The name Ezekiel means “God strengthens,” and this week a ministry in Kenya is asking for prayer for strength and comfort as it mourns the loss of one of its young pastors.

The gospel worker, Ezekiel Lenato, was robbed and killed in a rural area of northern Kenya Dec. 29 after leaving a village where he had preached earlier that day. The incident is believed to be a random act of violence by bandits in a region where such attacks have increased in frequency during the past few years.

“We are saddened by the death of one of our newest pastors, Brother Ezekiel,” wrote the leader of Cornerstone Evangelistic Ministry in a Dec. 30 email to Christian Aid Mission´s Africa director. “His body was found in the bush today. We visited him just last week in a village where he had planted a new church.”
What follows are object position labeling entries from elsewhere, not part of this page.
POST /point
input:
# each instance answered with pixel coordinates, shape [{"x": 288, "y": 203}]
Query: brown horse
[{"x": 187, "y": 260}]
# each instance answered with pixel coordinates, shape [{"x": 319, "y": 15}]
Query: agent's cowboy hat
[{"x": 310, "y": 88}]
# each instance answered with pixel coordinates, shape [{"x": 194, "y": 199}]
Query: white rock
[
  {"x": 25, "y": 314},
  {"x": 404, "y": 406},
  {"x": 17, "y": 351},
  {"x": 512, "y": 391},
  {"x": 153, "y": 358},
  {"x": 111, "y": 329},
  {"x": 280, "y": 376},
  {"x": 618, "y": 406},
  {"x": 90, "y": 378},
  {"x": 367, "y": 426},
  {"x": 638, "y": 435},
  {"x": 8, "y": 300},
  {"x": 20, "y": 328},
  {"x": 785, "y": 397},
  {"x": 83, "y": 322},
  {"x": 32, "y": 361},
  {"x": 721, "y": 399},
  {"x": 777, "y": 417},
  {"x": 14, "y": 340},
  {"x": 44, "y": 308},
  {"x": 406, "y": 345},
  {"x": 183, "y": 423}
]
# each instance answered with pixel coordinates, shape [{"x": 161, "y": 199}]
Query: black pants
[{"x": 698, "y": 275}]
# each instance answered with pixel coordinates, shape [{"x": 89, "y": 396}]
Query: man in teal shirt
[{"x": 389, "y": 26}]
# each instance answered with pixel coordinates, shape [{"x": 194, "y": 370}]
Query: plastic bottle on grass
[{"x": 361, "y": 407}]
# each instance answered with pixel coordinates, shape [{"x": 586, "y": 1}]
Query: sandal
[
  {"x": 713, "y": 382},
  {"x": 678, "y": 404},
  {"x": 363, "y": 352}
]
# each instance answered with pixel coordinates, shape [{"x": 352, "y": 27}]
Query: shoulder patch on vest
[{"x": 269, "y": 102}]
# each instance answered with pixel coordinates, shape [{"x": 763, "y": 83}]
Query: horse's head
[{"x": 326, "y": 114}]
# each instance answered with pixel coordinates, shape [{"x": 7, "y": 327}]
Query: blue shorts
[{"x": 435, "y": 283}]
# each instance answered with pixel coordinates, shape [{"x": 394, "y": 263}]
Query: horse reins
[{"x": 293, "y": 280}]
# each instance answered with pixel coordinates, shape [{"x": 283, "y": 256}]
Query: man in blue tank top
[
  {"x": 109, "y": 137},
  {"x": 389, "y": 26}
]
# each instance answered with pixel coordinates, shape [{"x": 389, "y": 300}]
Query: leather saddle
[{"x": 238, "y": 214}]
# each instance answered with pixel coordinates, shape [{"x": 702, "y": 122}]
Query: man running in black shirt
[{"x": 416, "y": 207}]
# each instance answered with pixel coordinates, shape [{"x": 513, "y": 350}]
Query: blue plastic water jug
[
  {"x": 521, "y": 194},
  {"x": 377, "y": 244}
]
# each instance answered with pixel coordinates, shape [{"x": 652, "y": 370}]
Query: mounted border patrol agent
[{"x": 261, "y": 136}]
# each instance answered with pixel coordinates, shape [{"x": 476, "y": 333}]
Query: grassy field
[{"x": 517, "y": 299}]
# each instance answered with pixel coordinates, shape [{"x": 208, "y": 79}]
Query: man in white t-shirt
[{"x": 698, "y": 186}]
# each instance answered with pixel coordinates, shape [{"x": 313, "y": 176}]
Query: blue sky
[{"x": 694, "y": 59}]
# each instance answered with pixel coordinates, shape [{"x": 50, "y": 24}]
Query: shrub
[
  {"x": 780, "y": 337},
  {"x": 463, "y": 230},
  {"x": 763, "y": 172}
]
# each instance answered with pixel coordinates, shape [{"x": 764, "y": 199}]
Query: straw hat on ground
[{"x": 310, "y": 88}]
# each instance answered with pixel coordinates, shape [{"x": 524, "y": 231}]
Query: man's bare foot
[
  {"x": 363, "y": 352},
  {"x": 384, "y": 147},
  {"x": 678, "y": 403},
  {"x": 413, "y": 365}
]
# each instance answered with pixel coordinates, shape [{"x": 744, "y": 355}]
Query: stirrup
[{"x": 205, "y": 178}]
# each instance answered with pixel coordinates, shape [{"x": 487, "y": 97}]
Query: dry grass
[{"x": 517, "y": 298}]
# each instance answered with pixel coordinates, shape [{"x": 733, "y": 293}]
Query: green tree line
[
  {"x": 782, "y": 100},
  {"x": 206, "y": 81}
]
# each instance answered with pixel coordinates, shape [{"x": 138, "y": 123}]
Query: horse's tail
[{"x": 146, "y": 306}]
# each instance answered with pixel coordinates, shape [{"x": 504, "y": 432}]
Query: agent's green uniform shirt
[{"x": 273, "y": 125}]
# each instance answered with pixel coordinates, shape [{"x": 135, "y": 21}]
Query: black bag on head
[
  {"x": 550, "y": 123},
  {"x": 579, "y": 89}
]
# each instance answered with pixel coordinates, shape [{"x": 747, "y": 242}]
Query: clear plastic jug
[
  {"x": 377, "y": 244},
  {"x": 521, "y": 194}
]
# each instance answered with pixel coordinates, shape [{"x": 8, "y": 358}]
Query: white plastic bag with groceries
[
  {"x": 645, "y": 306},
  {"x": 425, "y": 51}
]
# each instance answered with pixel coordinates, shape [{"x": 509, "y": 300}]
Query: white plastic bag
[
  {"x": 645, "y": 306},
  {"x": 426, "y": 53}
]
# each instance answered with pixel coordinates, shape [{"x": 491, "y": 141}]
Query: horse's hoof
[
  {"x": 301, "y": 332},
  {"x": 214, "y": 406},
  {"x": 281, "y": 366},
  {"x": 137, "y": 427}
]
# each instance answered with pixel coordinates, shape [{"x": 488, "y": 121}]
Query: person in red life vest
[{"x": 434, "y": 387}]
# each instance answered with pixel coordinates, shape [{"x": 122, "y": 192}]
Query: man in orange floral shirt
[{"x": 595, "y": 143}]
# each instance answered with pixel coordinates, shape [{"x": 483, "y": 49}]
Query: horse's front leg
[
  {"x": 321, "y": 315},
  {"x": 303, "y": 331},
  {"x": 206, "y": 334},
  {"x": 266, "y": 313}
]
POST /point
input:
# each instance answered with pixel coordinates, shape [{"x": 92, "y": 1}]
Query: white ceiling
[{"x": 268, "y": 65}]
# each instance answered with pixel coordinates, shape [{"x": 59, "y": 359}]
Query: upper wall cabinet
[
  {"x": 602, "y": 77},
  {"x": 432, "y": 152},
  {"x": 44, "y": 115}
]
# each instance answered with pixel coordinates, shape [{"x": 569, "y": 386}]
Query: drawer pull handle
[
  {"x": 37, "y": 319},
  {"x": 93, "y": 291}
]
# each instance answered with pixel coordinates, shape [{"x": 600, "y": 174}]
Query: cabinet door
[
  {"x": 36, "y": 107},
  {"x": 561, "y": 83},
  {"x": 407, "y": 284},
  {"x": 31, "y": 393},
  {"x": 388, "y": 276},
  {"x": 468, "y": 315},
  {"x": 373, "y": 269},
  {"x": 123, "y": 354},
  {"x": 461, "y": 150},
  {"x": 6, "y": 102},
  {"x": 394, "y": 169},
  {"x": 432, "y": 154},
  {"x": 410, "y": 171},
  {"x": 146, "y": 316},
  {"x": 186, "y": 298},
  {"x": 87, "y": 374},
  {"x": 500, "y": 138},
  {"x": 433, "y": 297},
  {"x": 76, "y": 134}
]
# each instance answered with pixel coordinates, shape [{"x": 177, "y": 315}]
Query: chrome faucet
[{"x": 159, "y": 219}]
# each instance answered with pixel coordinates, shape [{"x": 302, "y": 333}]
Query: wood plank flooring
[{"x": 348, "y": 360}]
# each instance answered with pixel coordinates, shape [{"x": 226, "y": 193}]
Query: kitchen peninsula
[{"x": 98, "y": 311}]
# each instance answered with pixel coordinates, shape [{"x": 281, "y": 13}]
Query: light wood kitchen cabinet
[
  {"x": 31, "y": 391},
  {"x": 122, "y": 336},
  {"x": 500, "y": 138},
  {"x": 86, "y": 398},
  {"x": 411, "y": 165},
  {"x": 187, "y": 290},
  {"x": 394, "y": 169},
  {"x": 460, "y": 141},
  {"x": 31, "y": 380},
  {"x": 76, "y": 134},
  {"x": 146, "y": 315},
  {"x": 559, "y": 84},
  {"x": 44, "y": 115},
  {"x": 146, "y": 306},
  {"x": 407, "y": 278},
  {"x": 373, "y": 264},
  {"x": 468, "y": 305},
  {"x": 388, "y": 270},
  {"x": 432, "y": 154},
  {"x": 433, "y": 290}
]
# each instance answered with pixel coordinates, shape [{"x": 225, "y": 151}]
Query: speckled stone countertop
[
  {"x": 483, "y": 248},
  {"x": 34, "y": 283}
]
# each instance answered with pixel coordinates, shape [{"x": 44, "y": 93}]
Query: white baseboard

“Pray for his young family during this time of sorrow,” he continued. “I am so down as we have worked with him for the last five months.”

Recently married, Ezekiel leaves behind his wife, Susan. The 35-year-old was also raising his two nephews whose parents died of AIDS.

“It is our prayer that in the new year we will start a church in Siunta village in Samburu County, where Brother Ezekiel sacrificed his life to minister to the people,” the ministry leader said.

Banditry incidents are common in northern Kenya, a sparsely populated area that is poorly policed and plagued by fighting between clans. The director of Cornerstone Evangelistic Ministry has himself been accosted and robbed several times.

Currently the ministry has more than 80 full-time gospel workers and over 300 part-time workers, some of whom are college students and teachers. They work in 13 of Kenya´s 47 counties, proclaiming the love of Christ to semi-nomadic tribes like the Turkana and Samburu.

Ministry workers have planted some 1,300 churches in Kenya and led thousands to faith in the Lord. Christian Aid has assisted their evangelistic efforts by providing missionary support and equipment such as public address systems and bicycles.